Sunday, August 15, 2010

When The Power Goes Off

One of the things that will happen during a power outage is that the refrigerator and freezer will stop working. What you do then depends on a couple of factors — one being the duration of the power outage, another being the time of year and local climate, and the other being the physical shape of the fridge or freezer.

If the emergency situation last only several hours before the utility company gets the power back on, just leave the fridge and freezer shut and things will stay cold enough to prevent the food from spoiling. But if the emergency lasts more than a day (as happens in the aftermath of a hurricane, tornado, ice storm, earthquake, etc.) you're going to need to take some steps to save the food from spoilage.
  • If your problem is caused by an ice storm that has torn down the power lines, you can probably move the food outside or use the ambient temperature to keep the food cold enough for safe keeping in your garage.
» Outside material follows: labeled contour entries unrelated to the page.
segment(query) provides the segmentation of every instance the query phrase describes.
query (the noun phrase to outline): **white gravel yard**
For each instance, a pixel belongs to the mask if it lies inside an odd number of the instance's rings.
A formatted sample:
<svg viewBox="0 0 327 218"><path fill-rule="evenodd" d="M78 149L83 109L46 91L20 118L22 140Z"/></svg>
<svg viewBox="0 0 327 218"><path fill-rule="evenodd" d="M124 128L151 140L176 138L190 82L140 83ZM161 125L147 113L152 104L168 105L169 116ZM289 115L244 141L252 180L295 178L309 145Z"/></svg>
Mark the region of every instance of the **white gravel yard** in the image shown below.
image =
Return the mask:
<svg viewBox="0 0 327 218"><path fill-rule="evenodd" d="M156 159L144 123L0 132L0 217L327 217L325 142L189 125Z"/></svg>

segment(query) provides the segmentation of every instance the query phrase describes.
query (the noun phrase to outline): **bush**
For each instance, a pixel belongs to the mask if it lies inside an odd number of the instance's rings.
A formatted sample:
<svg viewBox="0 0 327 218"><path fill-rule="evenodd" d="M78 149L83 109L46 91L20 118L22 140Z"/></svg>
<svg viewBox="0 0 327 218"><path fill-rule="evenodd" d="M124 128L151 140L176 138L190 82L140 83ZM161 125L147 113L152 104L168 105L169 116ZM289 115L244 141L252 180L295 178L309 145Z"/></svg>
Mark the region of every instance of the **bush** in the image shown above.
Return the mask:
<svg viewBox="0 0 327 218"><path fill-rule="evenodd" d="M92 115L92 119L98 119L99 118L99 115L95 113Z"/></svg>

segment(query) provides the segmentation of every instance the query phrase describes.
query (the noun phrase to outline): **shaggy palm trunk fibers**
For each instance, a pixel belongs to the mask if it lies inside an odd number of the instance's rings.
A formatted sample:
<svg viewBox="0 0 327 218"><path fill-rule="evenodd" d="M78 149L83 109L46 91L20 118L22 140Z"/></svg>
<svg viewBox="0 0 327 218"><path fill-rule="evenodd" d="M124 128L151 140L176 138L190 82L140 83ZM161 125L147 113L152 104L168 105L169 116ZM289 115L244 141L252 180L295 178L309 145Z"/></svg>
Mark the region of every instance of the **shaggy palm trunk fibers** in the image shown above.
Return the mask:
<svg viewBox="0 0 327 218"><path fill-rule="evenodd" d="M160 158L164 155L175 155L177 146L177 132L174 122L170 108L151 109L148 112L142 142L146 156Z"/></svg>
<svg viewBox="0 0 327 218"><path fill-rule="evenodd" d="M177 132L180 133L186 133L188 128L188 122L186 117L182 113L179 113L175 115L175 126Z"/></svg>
But during warm weather, you'll need to use other strategies.
  • Move perishable foods from the refrigerator to the freezer to prolong exposure to cold conditions. A chest freezer is far better than one with a door on the front, but use whatever you have. 
  • You can help preserve the cold in a freezer by having blocks of ice inside that will keep the interior cold even after the power has shut down. We use 1-gallon water containers, filled about 3/4-full (to allow for expansion during freezing) to make contained blocks of ice, and we keep these in our freezer all the time. 
A note about appliance type:
  • With an upright fridge or freezer, every time you open the door the cold air spills out as if it were water. So keep the door closed as much as possible. 
  • If you have a chest freezer, the cold air will stay inside when the lid is lifted, just like water would stay in a tub. But that doesn't give you license to be opening the freezer lid more than necessary. Some warm air will invade every time the lid is lifted. 
If you have an electric generator, use it intermittently to provide power for the fridge and freezer. During an emergency power outage, you don't need to make electricity to run a blow drier, etc., so a better use is to run it only enough to keep the fridge and freezer cold, thereby conserving fuel.

If you simply can't keep the fridge or freezer cold, you're going to have to find ways to preserve the food as it warms up.
  • Cook raw meats, poultry and fish and eat them.
  • Consume diary products. However, you can immerse hard cheese in olive oil as a preservative method.
  • Use "green bags" (they absorb the ethylene gas that promotes ripening) to keep raw fruits and vegetables fresh longer (www.greenbags.com)
  • Boil eggs to preserve them for about a week. 
  • If you have an abundance of raw eggs, cover them with a thin coating of lard or shortening and bury them in a bed of salt. This will keep eggs for months. 
  • Alternate cool storage might be found in the crawl space beneath your house. 
  • An evaporative cooler box can be constructed by building a framework over which you can drape burlap or other material that you keep wet. The evaporation process lowers the temperature inside the enclosure, but it will not match the safe 40-degree F. temperature of a refrigerator. Evaporative cooling works best in a hot, dry climate. 
After you have consumed the perishable foods from your disabled refrigerator and freezer, prepare food only in sufficient quantity to be eaten in the next meal, so you won't have left-overs to worry about.